[Routing] Tools for getting from OSM to a routable network
Geoff Leyland
geoff_leyland at fastmail.fm
Wed Sep 17 20:47:47 UTC 2014
Hi Peter,
Thanks for the quick reply!
On 18/09/2014, at 8:22 am, Peter K <peathal at yahoo.de> wrote:
> I would open source it and see what happens. Usually these kind of thing
> need a big effort to tune it in several areas but digging into others
> its project takes also lots of work from your side of course.
Yes - there’s both quite a lot of work on the tool itself, and there would be quite a lot of work to adopt another solution. Since you’re with Graphhopper, could I adopt your toolset?
> Which language is it written in?
It’s written mostly in LuaJIT, a very fast, tiny scripting language (think Python with no batteries and close to C speed). This offers some advantages: quick development, relatively small code, and one disadvantage I’m hitting at the moment - restricted memory use. There’s a very good way around this: a top-notch FFI, but that’s some of the work I’m assessing.
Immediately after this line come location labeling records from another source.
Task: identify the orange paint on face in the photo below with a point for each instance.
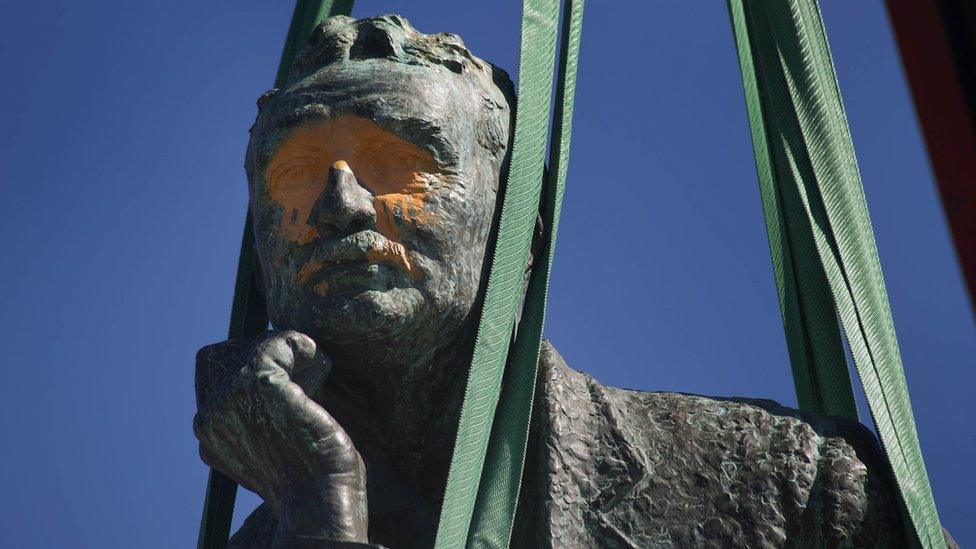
(396, 171)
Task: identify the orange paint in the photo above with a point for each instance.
(396, 171)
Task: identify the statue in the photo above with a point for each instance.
(372, 184)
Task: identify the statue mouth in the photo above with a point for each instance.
(365, 260)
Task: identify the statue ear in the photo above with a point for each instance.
(265, 98)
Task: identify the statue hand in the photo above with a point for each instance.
(258, 425)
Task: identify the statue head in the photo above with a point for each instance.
(372, 182)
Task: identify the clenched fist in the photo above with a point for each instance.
(257, 423)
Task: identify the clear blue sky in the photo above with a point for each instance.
(123, 133)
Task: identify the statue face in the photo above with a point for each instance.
(372, 198)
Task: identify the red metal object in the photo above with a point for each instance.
(937, 40)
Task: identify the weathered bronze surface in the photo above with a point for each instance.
(372, 183)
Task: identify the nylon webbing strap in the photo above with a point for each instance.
(820, 236)
(494, 512)
(249, 315)
(519, 207)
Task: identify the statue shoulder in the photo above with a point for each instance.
(635, 468)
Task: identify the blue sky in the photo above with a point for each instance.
(124, 128)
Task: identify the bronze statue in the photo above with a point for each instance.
(372, 183)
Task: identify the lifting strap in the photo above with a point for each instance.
(497, 501)
(519, 205)
(249, 314)
(824, 256)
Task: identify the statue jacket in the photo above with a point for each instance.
(617, 468)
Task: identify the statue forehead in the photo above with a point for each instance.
(431, 108)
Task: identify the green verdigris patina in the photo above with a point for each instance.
(373, 181)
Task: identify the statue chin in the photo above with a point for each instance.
(369, 315)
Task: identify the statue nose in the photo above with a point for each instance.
(345, 207)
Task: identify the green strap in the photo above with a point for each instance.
(494, 512)
(815, 208)
(519, 208)
(820, 373)
(249, 315)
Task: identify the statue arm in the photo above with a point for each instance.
(257, 424)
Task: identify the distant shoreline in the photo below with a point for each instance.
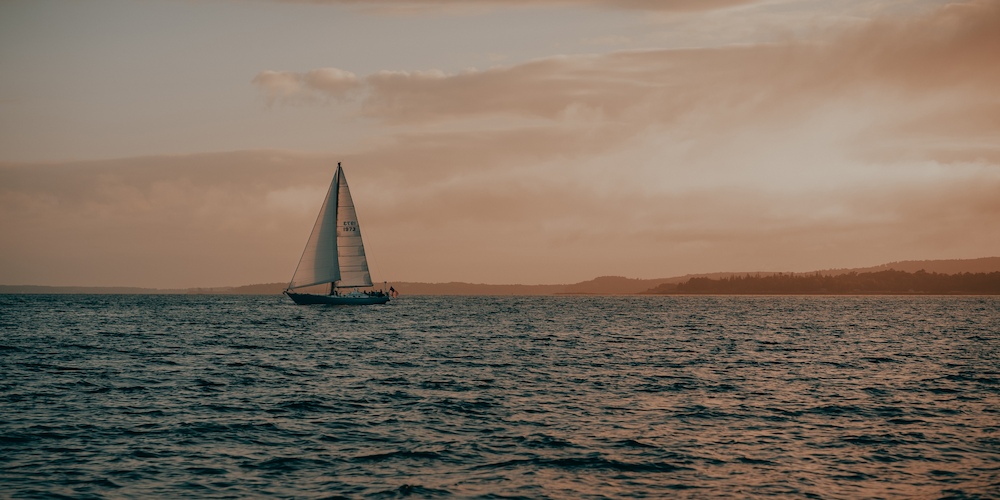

> Will it do routing too or just the data creation?
Well, yes I use it for routing, but not driving directions. I use it for computing distance matrices for passing to vehicle routing problem algorithms.
However, I’d like to go for something of a “unix philosophy” and break it into a pipeline: my goal would be to have a tool that gets from OSM to some relatively neutral “routable network format”, then a tool from, say, a list of addresses to another relatively neutral distance/time/cost matrix format, so I guess as a first step I’m thinking about the OSM -> routable network format.
> Then how fast is the import and routing?
Importing the New Zealand map from geofabrik from OSM->memory mapped ready-to-route takes about a minute on a 2.2GHz i7.
Routing is pretty quick because it’s memory mapped data, but not that flash because I’m only using a multi-sink Dijkstra for the routes. VRPs tend to all pairs of addresses (not nodes) in a single city, so I’m not sure that some of the reach-based (and more) routing algorithms would offer a lot. I could well be wrong.